An educated water drinker
I could quote a million facts from international health organizations and water projects around the world. Facts such as how much of our world lacks clean drinking water, and the effects the lack of clean water has on peoples health and livelihood; research is research, and I won’t bore you with the facts. Instead let me tell you about the reality of our water right here in Madagascar.
Austin and I live in a city of nearly two million people. A city with restaurants, high speed internet, an international airport, markets, shopping malls, music, fancy cars, a bus system, tourists, and the list could go on. Most importantly, we are granted with the privilege of running water right from the tap in our house. Many of our neighbors, even in the city, do not have this ease. Not often, but occasionally our water is shut off for unexplained reasons and on those days we have to remind ourselves to be grateful for our water because water truly is precious.
For us, the difficulty of understanding that we cannot drink the water from the tap, because it will make us sick, is still mind boggling today. The learning curve we faced was how to make our water clean enough to drink for our bodies (water here does not go through filtration systems quite like it does in US American households). Boiling water is the easiest and most common solution; and how Austin and I got clean drinkable water the first several months we lived here (Austin and I are serious water drinkers, it was a constant boil at our home to keep enough water chilled and ready for drinking!).
After a bit of research, we stumbled upon Bushproof (http://bushproof.biosandfilter.org/). Bushproof is an organization that specializes in effective, affordable clean drinking water. Bushproof works in making water filters, pumps and wells for low-income communities, to provide people with access to safe clean water. Throughout the past several months you could say our water filter has become our most prized possession. Austin and I are so thankful for the simplicity of a water filter, for the gifts enabling us to buy one, and for the taste of delicious clean water.

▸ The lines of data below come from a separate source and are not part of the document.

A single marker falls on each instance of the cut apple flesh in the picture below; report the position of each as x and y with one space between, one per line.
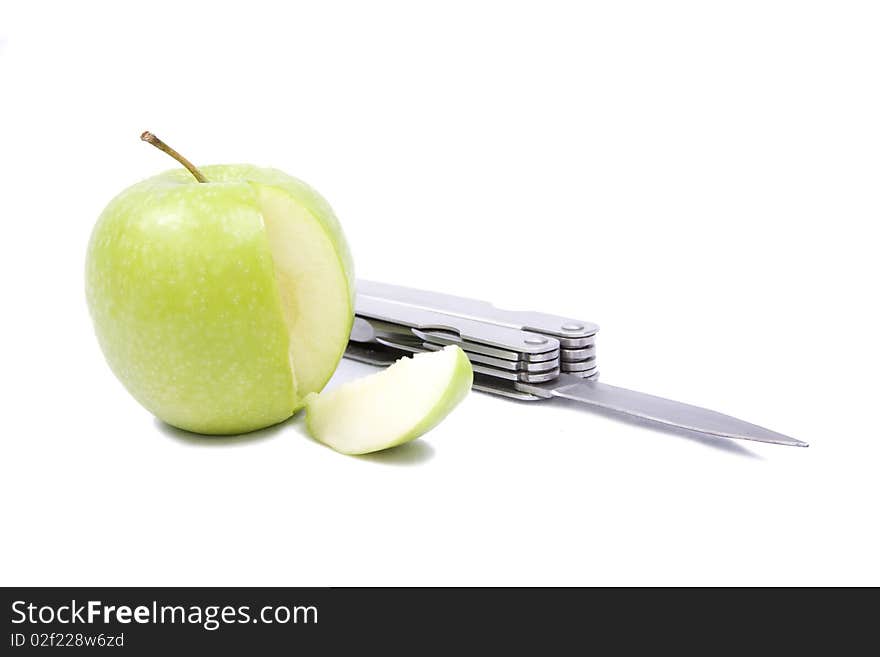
315 296
393 406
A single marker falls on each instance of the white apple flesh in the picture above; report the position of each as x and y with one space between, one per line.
393 406
222 304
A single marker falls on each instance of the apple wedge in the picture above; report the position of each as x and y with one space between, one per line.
393 406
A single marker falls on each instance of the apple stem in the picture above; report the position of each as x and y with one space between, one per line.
150 138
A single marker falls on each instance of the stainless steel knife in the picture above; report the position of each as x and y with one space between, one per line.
524 355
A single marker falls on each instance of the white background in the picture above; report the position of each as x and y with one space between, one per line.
701 179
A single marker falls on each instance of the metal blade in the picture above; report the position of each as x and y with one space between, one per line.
656 409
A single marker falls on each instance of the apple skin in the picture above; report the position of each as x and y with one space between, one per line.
182 289
325 412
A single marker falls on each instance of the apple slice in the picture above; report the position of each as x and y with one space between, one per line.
393 406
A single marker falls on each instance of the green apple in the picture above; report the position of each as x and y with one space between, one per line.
393 406
220 305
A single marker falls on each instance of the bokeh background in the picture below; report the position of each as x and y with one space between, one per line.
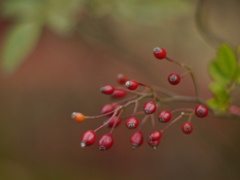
82 47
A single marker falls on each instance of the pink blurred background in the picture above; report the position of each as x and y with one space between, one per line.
39 140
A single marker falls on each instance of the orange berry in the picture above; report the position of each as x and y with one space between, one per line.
79 117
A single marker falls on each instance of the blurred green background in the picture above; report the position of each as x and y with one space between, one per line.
55 55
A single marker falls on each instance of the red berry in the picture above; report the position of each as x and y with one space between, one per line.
154 144
154 136
79 117
201 111
116 107
131 84
149 107
88 138
136 139
121 79
105 142
174 78
159 53
131 123
164 116
107 108
115 121
187 128
118 93
108 89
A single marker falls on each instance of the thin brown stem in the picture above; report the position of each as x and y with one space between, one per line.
175 120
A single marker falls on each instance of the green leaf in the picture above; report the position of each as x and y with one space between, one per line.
226 61
219 93
217 75
238 49
213 103
19 42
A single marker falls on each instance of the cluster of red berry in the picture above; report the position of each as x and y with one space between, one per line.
114 111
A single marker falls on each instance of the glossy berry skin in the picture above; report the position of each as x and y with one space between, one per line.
118 93
78 117
174 78
107 108
149 107
201 111
121 79
105 142
164 116
159 53
154 136
154 144
187 128
115 121
88 138
131 84
108 89
136 139
131 123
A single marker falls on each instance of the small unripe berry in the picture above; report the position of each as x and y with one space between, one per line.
107 108
154 136
118 93
88 138
159 53
131 123
174 78
164 116
121 79
154 144
149 107
105 142
79 117
187 128
115 121
201 111
108 89
131 84
136 139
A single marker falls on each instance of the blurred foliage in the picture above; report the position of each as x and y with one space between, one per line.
62 17
225 73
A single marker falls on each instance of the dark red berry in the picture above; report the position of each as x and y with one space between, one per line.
118 93
159 53
164 116
131 84
154 144
116 121
108 89
131 123
174 78
201 111
105 142
187 128
107 108
88 138
136 139
154 136
121 79
149 107
116 107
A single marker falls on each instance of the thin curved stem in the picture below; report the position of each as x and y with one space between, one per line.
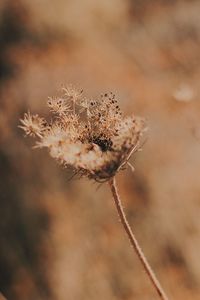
134 241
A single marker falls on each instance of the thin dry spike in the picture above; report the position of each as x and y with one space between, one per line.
134 241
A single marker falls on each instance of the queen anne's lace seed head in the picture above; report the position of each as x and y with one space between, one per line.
91 136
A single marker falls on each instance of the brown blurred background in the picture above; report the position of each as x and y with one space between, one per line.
61 239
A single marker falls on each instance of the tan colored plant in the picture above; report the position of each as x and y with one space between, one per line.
94 139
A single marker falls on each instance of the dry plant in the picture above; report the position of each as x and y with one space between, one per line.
95 140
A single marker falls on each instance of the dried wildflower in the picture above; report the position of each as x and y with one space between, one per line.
95 143
33 125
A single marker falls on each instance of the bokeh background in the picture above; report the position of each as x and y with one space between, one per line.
62 239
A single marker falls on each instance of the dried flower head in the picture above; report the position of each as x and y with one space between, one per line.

Water is something we think about everyday: “Did you clean the filter?” “Oops the filter is empty again, time to fill up the bucket.” “Did you bring any water with us?” “Do we have water stored?” “Where is the clean water to wash the vegetables?” Water. It is used in so many of our daily activities without us even thinking about it. Until water becomes unavailable, or makes us sick if we drink it, we rarely take notice of its greatness and our constant usage.